The Pioneer Institute for Public Policy Research has influenced many areas of state education policy. But, the authors say that Pioneer "almost single-handedly" advanced charter school and voucher programs.
How do they do it? In part by a revolving door between the Pioneer Institute, Republican administrations and private companies holding no-bid charter contracts. For example, the authors report that "the chair of the state Board of (public) Education is the former executive director of Pioneer. Another former executive director serves alongside him on the Board. The head of the Department of Education's Office of Charter School Accountability arrived at the job directly from Pioneer. These appointments continue the revolving door pattern between Pioneer and the Administration."

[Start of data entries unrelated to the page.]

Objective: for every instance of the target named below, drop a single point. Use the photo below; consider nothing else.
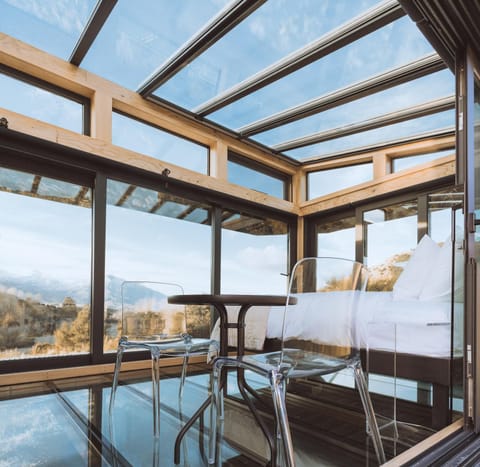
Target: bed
(417, 323)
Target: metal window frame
(29, 153)
(94, 24)
(360, 26)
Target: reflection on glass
(255, 179)
(337, 238)
(406, 129)
(327, 181)
(45, 272)
(48, 25)
(39, 431)
(419, 91)
(37, 103)
(388, 242)
(139, 36)
(254, 254)
(440, 212)
(403, 163)
(155, 236)
(271, 32)
(159, 144)
(401, 42)
(476, 137)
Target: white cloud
(68, 15)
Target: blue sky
(130, 47)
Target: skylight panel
(393, 45)
(273, 31)
(140, 35)
(407, 129)
(50, 25)
(415, 92)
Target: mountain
(52, 291)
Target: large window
(154, 236)
(254, 254)
(337, 238)
(328, 181)
(42, 104)
(402, 163)
(45, 273)
(390, 234)
(167, 147)
(256, 177)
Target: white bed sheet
(407, 326)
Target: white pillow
(416, 272)
(438, 286)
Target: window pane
(327, 181)
(337, 238)
(419, 91)
(440, 212)
(402, 163)
(52, 26)
(271, 32)
(256, 180)
(139, 36)
(254, 254)
(18, 96)
(154, 236)
(401, 42)
(406, 129)
(45, 274)
(159, 144)
(391, 236)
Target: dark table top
(229, 299)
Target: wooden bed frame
(442, 372)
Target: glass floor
(66, 423)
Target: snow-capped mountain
(46, 290)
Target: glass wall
(390, 235)
(402, 163)
(38, 103)
(328, 181)
(154, 236)
(256, 179)
(254, 254)
(337, 238)
(46, 262)
(167, 147)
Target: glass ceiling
(275, 71)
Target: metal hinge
(469, 382)
(471, 222)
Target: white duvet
(407, 326)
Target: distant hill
(50, 291)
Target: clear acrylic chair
(149, 322)
(319, 338)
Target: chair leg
(278, 387)
(369, 413)
(156, 392)
(183, 377)
(216, 410)
(116, 373)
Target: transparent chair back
(321, 326)
(147, 317)
(149, 322)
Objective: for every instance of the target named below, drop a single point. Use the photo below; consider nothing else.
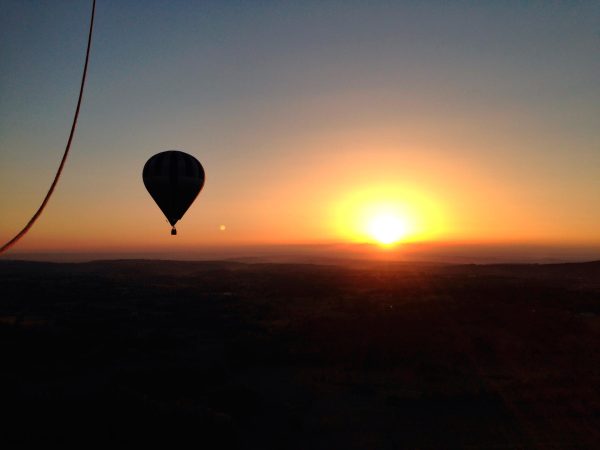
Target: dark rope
(24, 231)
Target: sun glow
(387, 228)
(388, 215)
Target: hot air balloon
(173, 179)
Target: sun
(387, 228)
(387, 215)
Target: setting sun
(387, 228)
(388, 214)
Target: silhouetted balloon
(173, 179)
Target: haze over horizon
(468, 123)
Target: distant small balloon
(174, 179)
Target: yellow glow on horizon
(388, 215)
(387, 228)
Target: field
(355, 355)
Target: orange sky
(474, 133)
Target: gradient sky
(480, 119)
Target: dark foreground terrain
(283, 356)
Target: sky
(469, 121)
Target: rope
(24, 231)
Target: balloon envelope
(173, 179)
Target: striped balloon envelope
(174, 179)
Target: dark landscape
(355, 355)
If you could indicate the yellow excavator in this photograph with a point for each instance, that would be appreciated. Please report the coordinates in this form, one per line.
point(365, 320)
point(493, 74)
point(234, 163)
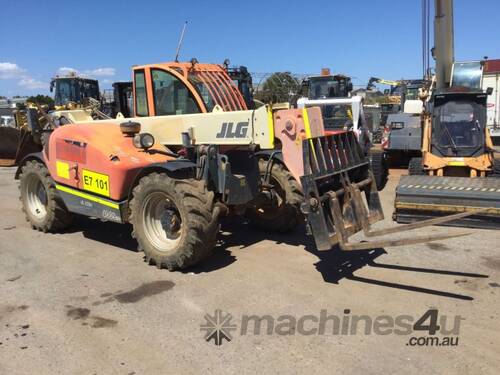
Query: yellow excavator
point(458, 171)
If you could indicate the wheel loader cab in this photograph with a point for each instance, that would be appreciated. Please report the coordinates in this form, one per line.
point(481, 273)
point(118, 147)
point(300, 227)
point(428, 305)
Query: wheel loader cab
point(184, 88)
point(74, 89)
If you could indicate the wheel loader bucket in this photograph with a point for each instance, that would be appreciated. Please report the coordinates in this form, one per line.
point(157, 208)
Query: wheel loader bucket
point(341, 197)
point(423, 197)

"While the institute claims to favor competition," write Dunphy and Aziz," three of its former executive directors, serving in the Weld Administration, ingeniously crafted the regulations not only to exempt charter schools from many of the mandates facing the public system (for instance, serving severely disabled students) but to accord them financial priority over public schools, largely insulating them from the uncertainties of the state budget process."
"Meanwhile," they conclude, "millions of dollars in contracts between charter schools and for-profit management companies, one of which was founded by Pioneer associates, have been awarded with no competitive bidding whatsoever. This from the folks who claim that, 'the public benefits from competition'
The result of all this may be less anything resembling the free market, so much as crony capitalism.
"Pioneer operatives," Dunphy and Aziz charge, have steered huge private subsidies to charter schools enabling them to out spend the neighboring public system by hundreds of dollars per student, even as conservative groups continue to charge that public schools are 'over-funded.'"
They call Pioneer and other free marketeers "hypocrites" for pushing for standardized testing for public school kids, while seeking "vouchers to private and religious institutions that want nothing to do with MCAS" (Massachusetts Comprehensive Assessment System) the controversial state standardized test.
"As millions are siphoned off to charters, municipalities face the unpleasant reality of either higher property taxes or leaner educational programs," Aziz and Dunphy charge. "Wherever there are charter schools, from Martha's Vineyard and Boston, to Fitchburg, Worcester, and Northampton, public school kids pay the price of privatization."
There is a question that is long overdue with regard to the financing and management of charter schools. In a time of budget crises, why are municipalities and states subsidizing private, for-profit academies that benefit a very few, at the expense of everyone else?
Struggles over school privatization are being waged all over the country,of course. But the impetus behind some of it, just as in Massachusetts, is a national network of state-level conservative think tanks that have sprung up, while national policy in many areas "devolved" to the states during the Reagan and Bush administrations. I documented this in an earlier report for PRA titled Takin' It to the States: The Rise of State-Level Conservative Think Tanks. Pioneer, like the others, is bankrolled by rightwing business interests and foundations. Pioneer's supporters, as Dunphy and Aziz note, include the "Walton (as in Walmart) Family Fund."
This network, and the various privatization schemes they promote, deserve far more scrutiny than they have generally received from the media, and public officials who treat their studies as legitimate scholarship and earnest public policy proposals.